Finland’s struggling airline Finnair is still trying to find other airlines to partner with on its less profitable European routes, its chief executive was quoted as saying on Friday.
Part of the oneworld global alliance, Finnair has been cutting costs and jobs and focusing on its more profitable Asian routes after four years of losses and in May handed over the operation of a third of its European routes to low-cost British airline Flybe.
Finnair was previously planning to have another partner by the summer, but high fuel prices and slower spending caused by the economic crisis has hit the industry and many airlines have introduced an investment freeze.
“There are more sellers than buyers. However, I believe that it is totally realistic to find partners,” Finnair’s chief executive Mika Vehvilainen told economic magazine Talouselama.

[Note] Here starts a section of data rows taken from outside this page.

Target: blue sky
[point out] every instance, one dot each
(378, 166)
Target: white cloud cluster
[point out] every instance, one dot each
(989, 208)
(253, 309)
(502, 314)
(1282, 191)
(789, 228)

“We have to solve the cost problem anyway. The aim is to move to partners either a part of the European traffic or all of the European traffic – that is what we are focusing on,” he said, adding that new partners could come from outside Europe.
Vehvilainen said that Finnair does not want to give up entirely on providing European flights, as it needs that network to feed traffic onto its Asian routes.
Last week Finnair posted a surprise swing to operational profit of EUR€14.7 million (USD$18.17 million) in the second quarter from a loss of EUR€13.8 million a year ago.